HTML API: CSS selectors with token processor parsing#70
Draft
sirreal wants to merge 172 commits into
Draft
Conversation
The length guard before the attribute matcher required 4 remaining bytes where the minimum valid tail `=x]` is 3, so a valid exact-match attribute selector with a single-character unquoted value at the end of the selector string (e.g. `[a=b]`) was wrongly rejected as unparseable. Relax the guard from `>=` to `>`. All reads after the guard are bounded: the operator reads touch at most offset+1, and every later read re-checks the length itself. Adds the exact-fit valid case and invalid cases at the same boundary (`[a=]`, `[a~=]`, `[a==b]`, `[a=1]`) to the parse tests, plus an assertNotNull so parse failures report cleanly instead of erroring on a null property read. Found by the CSS selector fuzzer (tools/css-selector-fuzz, Bug 3 in FINDINGS.md). (cherry picked from commit 16d03e2)
Per Selectors level 4, the substring attribute matchers with an empty value — [x^=""], [x$=""], [x*=""] — represent nothing and must never match. The matcher instead matched any element carrying the attribute (prefix and contains) or an element whose attribute value was exactly empty (suffix). Add an early return for the empty operand on those three matchers, before the case modifier and boolean-attribute normalization so [x^="" i] and valueless attributes are covered too. [x=""], [x|=""], and [x~=""] are unaffected and remain spec-correct: exact and hyphen matchers may match an empty value, and the one-of matcher already matched nothing because a whitespace-delimited list never yields an empty item. Tests pin all of these, including |= against a hyphen-prefixed value. https://www.w3.org/TR/selectors-4/#attribute-substrings Found by the CSS selector fuzzer (tools/css-selector-fuzz, Bug 2 in FINDINGS.md). (cherry picked from commit 0cefeb2)

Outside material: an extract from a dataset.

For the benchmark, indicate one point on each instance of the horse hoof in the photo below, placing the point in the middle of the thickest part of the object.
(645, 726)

consume_escaped_codepoint() read the escaped codepoint for non-hex
(identity) escapes with mb_substr( $input, $offset, 1 ), but $offset is
a byte offset while mb_substr()'s second argument is a character index.

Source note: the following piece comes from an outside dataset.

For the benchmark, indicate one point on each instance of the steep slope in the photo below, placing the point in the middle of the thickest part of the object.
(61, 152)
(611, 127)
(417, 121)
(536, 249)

Any multibyte content earlier in the selector string shifts the read one
character right per continuation byte, decoding the wrong codepoint:
'Ü\sup' parsed as ident 'Üuup', and the corruption threads across an
entire selector list ('#ÜÜÜ,\sup #x' parsed the second selector's type
as ' up'). Depending on the mis-decoded codepoint this also caused
spurious parse failures of valid selectors. Hex escapes were already
byte-correct and are unaffected.
Read the codepoint from the byte offset instead. ASCII-only inputs are
byte-for-byte unchanged, and the returned codepoint's byte length keeps
the offset advancing exactly past it.
Adds parse_ident and parse_string cases pinning identity escapes after
multibyte characters, plus a hex-escape control.
Found by the CSS selector fuzzer (tools/css-selector-fuzz, Bug 1 in
FINDINGS.md).
(cherry picked from commit 7419a9f)
Per CSS Syntax 3, a backslash followed by EOF is a valid escape in
ident context -- §4.3.8 rejects only a newline as the second code
point, and EOF is not a newline -- and consuming it returns U+FFFD
REPLACEMENT CHARACTER (§4.3.7). WP rejected the whole selector:
next_two_are_valid_escape() required a code point after the backslash,
so '.foo\' parsed to null instead of the class "foo\u{FFFD}".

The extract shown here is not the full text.